# Was meint Ihr



## nizzan (30. November 2004)

HiHi,

 mal so nee Frage. Mach ja gerade eine Seite ( http://de.7nightlive.com ) da fehlt mir jetzt noch der Haeder oben und ich komm da einfach nicht weiter. Was wurdet Ihr mit denn Raten was ich da machen kann? 

 Aber: 

 Es sollte auch noch ein Logo mit rein wo man dann auch noch auf T-Shirts und auch Ausweiße Drucken kann. 

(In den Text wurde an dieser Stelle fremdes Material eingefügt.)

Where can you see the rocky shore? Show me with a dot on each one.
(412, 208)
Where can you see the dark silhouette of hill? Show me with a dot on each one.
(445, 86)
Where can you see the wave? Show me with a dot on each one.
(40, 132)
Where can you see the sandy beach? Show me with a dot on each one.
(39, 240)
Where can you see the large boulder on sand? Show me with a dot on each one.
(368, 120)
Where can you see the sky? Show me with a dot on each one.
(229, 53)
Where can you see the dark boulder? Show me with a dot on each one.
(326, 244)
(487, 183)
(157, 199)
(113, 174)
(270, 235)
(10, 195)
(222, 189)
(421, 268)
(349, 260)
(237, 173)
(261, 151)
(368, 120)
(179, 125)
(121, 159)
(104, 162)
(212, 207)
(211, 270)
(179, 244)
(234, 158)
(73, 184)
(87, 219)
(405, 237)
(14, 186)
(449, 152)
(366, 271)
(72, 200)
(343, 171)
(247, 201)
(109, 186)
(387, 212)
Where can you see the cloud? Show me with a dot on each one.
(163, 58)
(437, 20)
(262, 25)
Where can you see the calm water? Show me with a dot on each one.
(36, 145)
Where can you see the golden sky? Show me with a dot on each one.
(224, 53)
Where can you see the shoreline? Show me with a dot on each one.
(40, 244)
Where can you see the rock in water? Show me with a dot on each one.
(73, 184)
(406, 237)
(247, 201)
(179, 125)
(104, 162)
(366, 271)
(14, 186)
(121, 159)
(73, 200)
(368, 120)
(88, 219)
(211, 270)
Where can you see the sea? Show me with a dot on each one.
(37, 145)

 Wenn jemand eine Idee hat, kann er sich ja mal melden 

 Lg Nizzan


----------



## Dark_Fighter (30. November 2004)

Mach doch einfach aus den Bildern hier was.


----------



## nizzan (30. November 2004)

Hi,

 gute Frage aber was denn? Denn Das Logo dann muss ja später dann auch wie schon geschrieben auf ein T-Shirt und auch auf Flayer.....

 Lg Nizzan


----------



## JensDenker (30. November 2004)

hi,

Flyer wird ohne a geschrieben  erstell doch ne Discokugel in cinema oder einem anderen Programm. Das wäre doch schonmal ein Anfang?


----------



## CafeKubaGast (2. Dezember 2004)

Wie wärs denn damit, den Titel, also "nightlife" als skyline darzustellen, sprich "buchstabenförmige" Häuserzeilen. Als Effekt könntest du die Fenster der Häuser unregelmäßig und abwechselnd zum "leuchten" bringen...


----------